The results of the animal studies were reviewed by the state before permission for the human trials was granted, Salk said. He added that he is preparing to publish his results in a medical journal.
However, one researcher who is working with Salk on the animal tests said that important safety issues remain unresolved, adding that she would want to see more animal test results before moving to human trials.
“We don’t yet have data which says that immunization is going to increase and stimulate AIDS virus production or decrease it,” Patricia Fultz of the Yerkes Primate Research Center at Emory University said in a telephone interview. “That is what is being tested now (in chimpanzees).”
The human tests of the Salk approach are being conducted at USC’s Kenneth Norris Jr. Cancer Hospital under the supervision of Henderson and Dr. Alexandra Levine, a well-known AIDS researcher who is also an executive associate dean at USC.
They have also been approved by the medical school’s institutional review board, which is responsible for safeguarding the wellbeing of patients who serve as research subjects.
A privately financed, proprietary company, Immune Response Corp. of La Jolla, is preparing the inactivated AIDS virus particles and funding much of the research. Salk serves as chairman of Immune Response’s scientific advisory committee and is also director of the research institute in San Diego that bears his name.
In addition to the USC study, there are three other known AIDS immunization therapies undergoing preliminary human trials as vaccines for uninfected individuals. They are at the National Institute of Allergy and Infectious Diseases in Bethesda, Md., at the University of Washington School of Medicine in Seattle and in the African nation of Zaire, under the direction of Dr. Daniel Zagury of the Pierre and Marie Curie University in Paris.
None of these are expected to produce a vaccine suitable for widespread human use for many years, if ever.
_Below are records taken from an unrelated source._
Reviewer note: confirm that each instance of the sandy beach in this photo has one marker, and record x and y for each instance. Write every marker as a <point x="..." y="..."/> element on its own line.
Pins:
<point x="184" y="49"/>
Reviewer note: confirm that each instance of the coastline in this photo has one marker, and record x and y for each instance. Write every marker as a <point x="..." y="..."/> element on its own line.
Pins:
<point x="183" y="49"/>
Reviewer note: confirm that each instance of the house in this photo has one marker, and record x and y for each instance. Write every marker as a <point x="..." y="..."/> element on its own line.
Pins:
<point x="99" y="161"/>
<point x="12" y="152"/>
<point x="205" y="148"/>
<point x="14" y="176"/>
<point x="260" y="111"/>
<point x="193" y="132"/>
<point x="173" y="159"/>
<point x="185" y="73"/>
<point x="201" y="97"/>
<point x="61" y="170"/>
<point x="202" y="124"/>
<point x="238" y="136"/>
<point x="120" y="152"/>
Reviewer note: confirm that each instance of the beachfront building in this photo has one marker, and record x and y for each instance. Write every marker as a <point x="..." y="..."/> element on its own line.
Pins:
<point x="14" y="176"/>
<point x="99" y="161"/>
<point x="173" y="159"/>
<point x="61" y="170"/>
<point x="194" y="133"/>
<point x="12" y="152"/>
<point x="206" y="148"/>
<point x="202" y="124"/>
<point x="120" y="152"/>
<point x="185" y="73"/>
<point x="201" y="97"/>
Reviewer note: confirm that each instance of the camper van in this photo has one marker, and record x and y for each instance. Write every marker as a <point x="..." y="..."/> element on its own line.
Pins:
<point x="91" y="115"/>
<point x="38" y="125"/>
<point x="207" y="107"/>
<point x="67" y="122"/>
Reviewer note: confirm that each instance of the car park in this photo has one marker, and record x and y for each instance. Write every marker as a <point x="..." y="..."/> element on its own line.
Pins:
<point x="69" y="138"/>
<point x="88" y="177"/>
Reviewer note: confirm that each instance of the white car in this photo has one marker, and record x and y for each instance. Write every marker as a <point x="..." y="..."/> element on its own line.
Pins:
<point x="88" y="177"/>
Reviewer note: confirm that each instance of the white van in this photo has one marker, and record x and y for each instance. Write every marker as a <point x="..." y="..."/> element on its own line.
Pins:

The secrecy surrounding the Salk-USC tests is unusual in the rapidly expanding field of AIDS experimental treatments. USC routinely issues press releases about other AIDS studies and has even taken out newspaper advertisements seeking volunteers in some instances.
Patient advocate groups and many physicians caring for AIDS patients and people infected with the AIDS virus believe that care can be benefited by widespread dissemination of information about experimental treatments, most of which are listed in a directory published by the American Foundation for AIDS Research. They point out that if patients and physicians do not know what experimental therapies are available, they may be unable to make intelligent choices about which might prove most beneficial.
But Henderson maintained a different approach was necessary because of concerns about raising “false expectations” in a “beleagured group of individuals.”
“I don’t think we are being secretive,” he said. “We actually had a statement prepared several months ago in case anybody asked. . . . There was no intent to hide anything.”